Ballygunner GAA club means so much to so many people, not just to those in the village itself, but to the county as a whole and even further afield as well.
O’Connor ready to roar Gunners to final win

Seamus O'Connor, who received a signed hurley from the Ballygunner team is pictured with his daughter Louise and his niece Catriona.

Ballygunner GAA club means so much to so many people, not just to those in the village itself, but to the county as a whole and even further afield as well.

On Sunday, January 18, the Ballygunner players and their faithful supporters will make the trip to Croke Park as they take on Galway’s Loughrea in the AIB All-Ireland Club Senior Hurling Championship final.

Having tasted success in 2022 with a famously dramatic victory - coming from two points behind in the dying embers of the final to beat Kilkenny's Ballyhale Shamrocks thanks to a goal from Harry Ruddle with the last puck of the game - Gunner will be going all out to once again get their hands on the Tommy Moore Cup.

One of the plethora of people eagerly awaiting the game is Seamus O’Connor, brother to Vinny and Marty, who were part of the three-in-a-row Ballygunner team that won the Waterford Senior Hurling Championship in 1966, '67 and '68.

Seamus has plenty of hurling pedigree himself and is one of the surviving hurlers who played on the Ballygunner side that won the minor final over 70 years ago, all the way back in 1954.

Seamus moved to Wales shortly afterwards, where he married his wife Pat, with whom he had three daughters, Elizabeth, Anne and Louise.

But despite his absence, Seamus never lost his love for Ballygunner hurling, always listening to the matches on WLR and reading the reports from the Waterford News and Star, which was regularly posted to him in Swansea by his ten brothers and sisters back home.

Seamus, now at the wonderful age of 87, recently made a visit home to Ballygunner in October, where he was joined by many members of his family on a night out at O’Sullivans on the Mall in Waterford.

It was on this night that the legendary Billy O’Sullivan agreed to arrange for the Ballygunner senior hurling team to sign a hurley and gift it to Seamus.

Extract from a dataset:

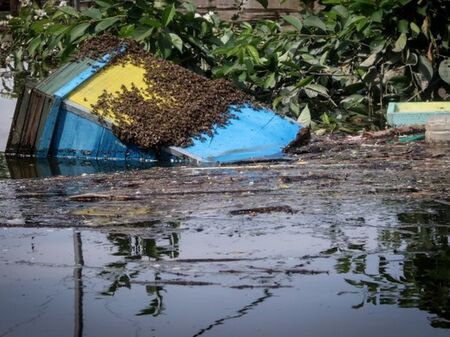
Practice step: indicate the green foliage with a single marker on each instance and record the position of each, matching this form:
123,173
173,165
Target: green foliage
344,60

Catriona O’Connor-Rose, daughter of Vinny and niece of Seamus, was home with family in Ballygunner for Christmas, where she collected the signed hurley and stopped off in Swansea on her way home to deliver it to her proud uncle.

Seamus O'Connor, who received a signed hurley from the Ballygunner team, is pictured with his daughter Louise and his niece Catriona.
Seamus O'Connor, who received a signed hurley from the Ballygunner team, is pictured with his daughter Louise and his niece Catriona.

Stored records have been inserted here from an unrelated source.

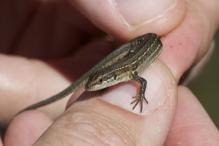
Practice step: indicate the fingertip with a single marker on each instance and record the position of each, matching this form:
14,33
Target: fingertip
132,18
191,125
26,128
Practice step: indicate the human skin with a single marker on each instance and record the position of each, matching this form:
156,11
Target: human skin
173,115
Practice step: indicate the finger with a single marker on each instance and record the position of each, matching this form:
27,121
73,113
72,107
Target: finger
192,125
25,129
108,121
127,19
193,24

"Seamus was very happy to receive the Hurley, it now holds pride of place next to the winning sliotar from the last final," Catriona said.

"Seamus is a true Ballygunner hurling fan and believes Jimmy McGinn saved him in those early years by getting him involved in the Ballygunner hurling team, so he has a lot to be thankful for and will be very excited to watch the match on the 18th of January."

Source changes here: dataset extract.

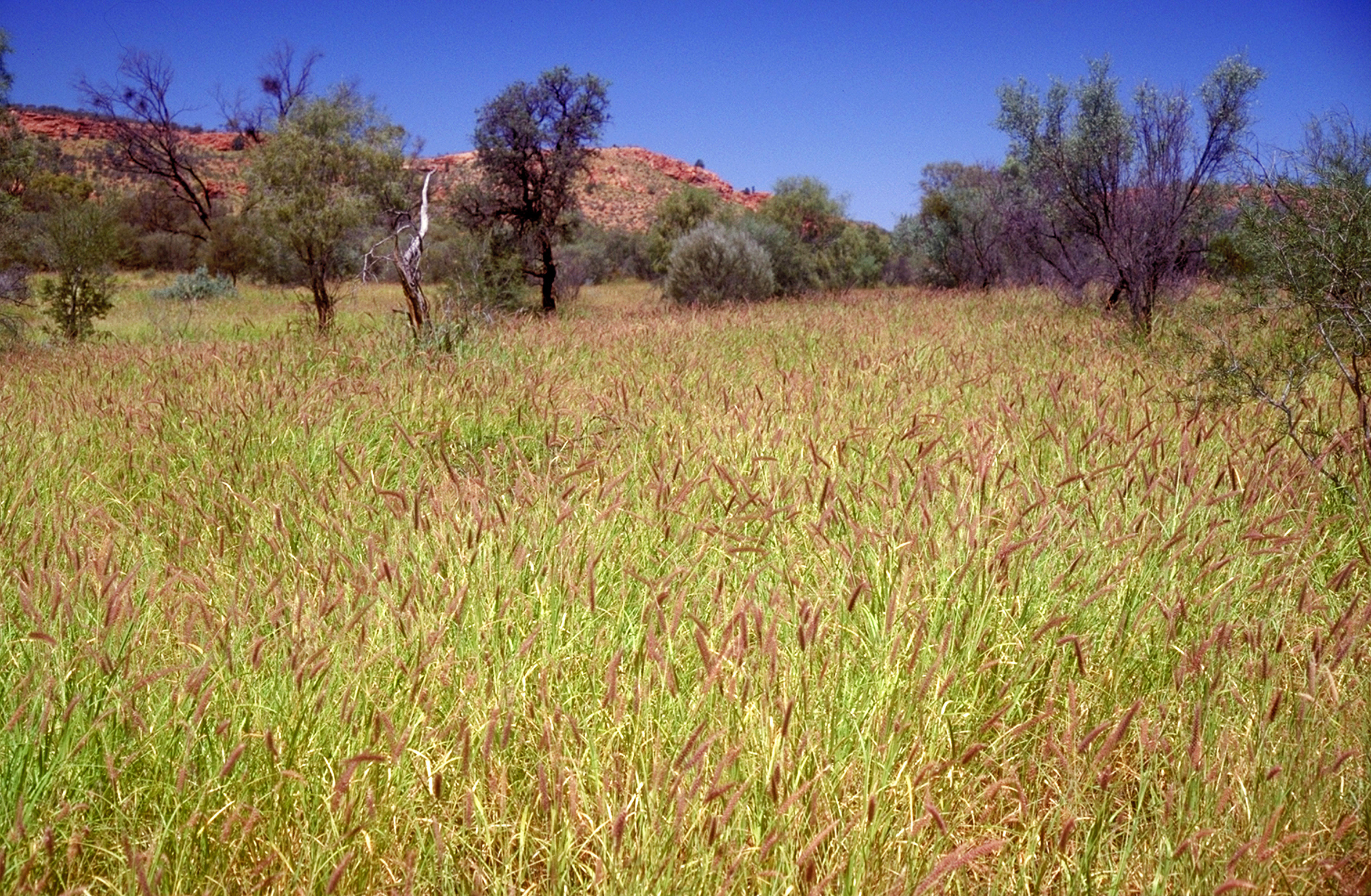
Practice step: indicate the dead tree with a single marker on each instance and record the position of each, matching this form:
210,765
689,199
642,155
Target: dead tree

Billy O’Sullivan once said that "Ballygunner have never lost small parish mentality,” but the O'Connor family in Wales and a myriad more like them prove that this parish stretches well beyond the bounds of James McGinn Park.

Seamus, like so many around the world, will be waiting with bated breath to see if the Waterford champions can get over one final hurdle and beat Loughrea to reclaim the coveted Tommy Moore Cup.